Stuttgart — Eleven African defense attaches expanded their knowledge of U.S. Africa Command and its key programs and objectives during a familiarization visit to the command's headquarters in Stuttgart, Germany, June 21-22, 2012.
The visit aimed to build relationships with the defense attaches, all of whom were accredited to Germany, and provided an opportunity to address and mitigate misconceptions about the command through briefings, dialogues, and question and answer sessions.
"This is the first step to building a long, lasting relationship with all of you," said Major General Charles Hooper, J-5 Director, U.S. Africa Command. "We understand that in some cases, there are challenges to overcome. We at AFRICOM are ready to work with our African partners to create an environment where there's security, health and safety of people ... this is an intent of the U.S., and AFRICOM ... developing a relationship of equal partners, working together toward a common goal of safe and secure environment, economic development and safety of citizens."

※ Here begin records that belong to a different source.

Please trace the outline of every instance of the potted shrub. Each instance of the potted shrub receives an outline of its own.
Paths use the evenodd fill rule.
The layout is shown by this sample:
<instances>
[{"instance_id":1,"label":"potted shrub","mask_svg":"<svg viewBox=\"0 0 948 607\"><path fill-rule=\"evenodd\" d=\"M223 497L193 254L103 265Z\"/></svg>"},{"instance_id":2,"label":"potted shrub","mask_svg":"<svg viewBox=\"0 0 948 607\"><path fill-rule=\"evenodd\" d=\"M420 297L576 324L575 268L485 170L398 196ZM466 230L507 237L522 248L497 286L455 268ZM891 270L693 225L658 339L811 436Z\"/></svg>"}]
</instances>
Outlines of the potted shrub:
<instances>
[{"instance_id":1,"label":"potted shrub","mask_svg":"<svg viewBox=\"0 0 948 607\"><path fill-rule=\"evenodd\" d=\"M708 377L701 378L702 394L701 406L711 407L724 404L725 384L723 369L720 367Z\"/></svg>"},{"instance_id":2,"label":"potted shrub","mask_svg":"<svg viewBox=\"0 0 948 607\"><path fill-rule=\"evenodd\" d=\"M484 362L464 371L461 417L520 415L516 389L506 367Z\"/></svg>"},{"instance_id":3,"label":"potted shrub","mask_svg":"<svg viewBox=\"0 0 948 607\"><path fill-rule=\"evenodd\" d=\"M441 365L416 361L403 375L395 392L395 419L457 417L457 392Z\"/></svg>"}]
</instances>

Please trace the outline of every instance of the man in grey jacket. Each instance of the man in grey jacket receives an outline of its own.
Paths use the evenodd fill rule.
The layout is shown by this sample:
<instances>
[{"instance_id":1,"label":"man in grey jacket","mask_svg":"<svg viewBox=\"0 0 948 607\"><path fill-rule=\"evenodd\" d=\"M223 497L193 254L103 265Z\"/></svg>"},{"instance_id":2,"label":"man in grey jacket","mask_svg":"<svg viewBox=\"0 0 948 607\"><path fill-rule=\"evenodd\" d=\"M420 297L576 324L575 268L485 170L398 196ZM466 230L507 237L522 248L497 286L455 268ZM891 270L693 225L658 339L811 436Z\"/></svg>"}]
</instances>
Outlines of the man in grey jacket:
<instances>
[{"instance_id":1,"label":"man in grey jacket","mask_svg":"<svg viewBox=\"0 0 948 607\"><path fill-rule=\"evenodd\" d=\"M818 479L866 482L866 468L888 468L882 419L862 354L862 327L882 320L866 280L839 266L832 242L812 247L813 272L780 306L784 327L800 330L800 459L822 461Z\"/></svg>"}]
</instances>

The group was hosted by the multinational cooperation office of AFRICOM's J-5 (Strategy, Plans, and Programs) directorate. The countries represented included Algeria, Botswana, Egypt, Namibia, Niger, Nigeria, Senegal, Tanzania, Tunisia, Zambia and Zimbabwe.
"This visit is a first step in building and enhancing relationships with these African officers posted to our host country," said Bradford Sellers, organizer of the visit. "By inviting the DATTs here from Berlin, we can leverage their nearby location and knowledge of Western and NATO military practice to augment our engagement efforts in Africa. Engagement with military professionals from the continent is challenging. Travel time is long and expensive, and can be snarled by complex visa regulations between Africa, the United States and Germany. Reaching out to African officers already in Germany is a natural step to building closer ties with their home countries. We hope this visit leads to a continuing dialogue and better relationships with these partners."
Some of the briefings highlighted the command's activities in Africa and areas of current and future cooperation.
Topics discussed included security cooperation programs, such as the State Partnership Program, Global Peace Operations Initiative, and Counterterrorism Fellowship Training Program. Other issues discussed were transnational crime, border tension, piracy and illicit trafficking of arms and people. While listening to the briefing about AFRICOM's engagement in East Africa, the attaches were curious about efforts in that region.
In response to one of their questions, Colonel Albert Zakaib, AFRICOM J5 East Region Division Chief, said there has been some evidence of progress in Somalia and other parts of the East. "We have seen some progress; Mogadishu is al Qaeda-free right now," Zakaib said. "LRA (Lord's Resistance Army) is now mostly in a survival mode. And we have also noticed reduced activities in areas of piracy."
The roundtable discussion gave the attaches an opportunity to talk with AFRICOM staff and ask questions, which helped to clear up their prior misconceptions about the command.
"DATTs are our link to their government leaders," said Eric Wills, AFRICOM. "We are asking them to talk with their leadership, to be a liaison to initiate discussions leading to decisions to work with the United States via AFRICOM."
Nigerian Major General John M. Ogidi, defense advisor working out of the United Kingdom, said he felt enlightened about the command's intentions. "We were given an insight to the role of AFRICOM," said Ogidi. "Basically, the United States of America's interest is actually to create a safe environment in Africa where socio-economic development could be advanced."
He said the briefings were very elaborate, and the West Africa slide-brief showed more cooperation between the West and United States, which is an indication of the level of development in the west. "From our understanding, ECOWAS (Economic Community of West African States) is better established than other areas," Ogidi said. "This sends a signal that other sub regions also need to come together and work out an established system that will enable AFRICOM to come in and assist easily."
Ogidi emphasized the importance of collaboration between the African Union and the United States in resolving issues. "I believe that at the strategic level, the American government and the African Union must come to terms on what programs will work in Africa in order to secure the environment of Africa," he added.
He compared the relationship between Africa and the command with stages of courtship and marriage in an African culture. Describing the current stage as a courtship, he said the two parties are still trying to work together and understand each other. "There must be courtship, and while courting, it takes time to understand each other," Ogidi said. "And we must be able to understand each other in order for our relationship to be enhanced."
After the discussion session, the attaches concluded that the day was beneficial and that it gave them a better understanding of AFRICOM's mission.
"Thank you for initiating this meeting with us and hosting us," said Zimbabwe Colonel Alinos Nhamoinesu. "The truth is, we'll go back with a better understanding of how AFRICOM works. Your staff has worked hard to answer our questions. Thank you for your hospitality in taking care of us."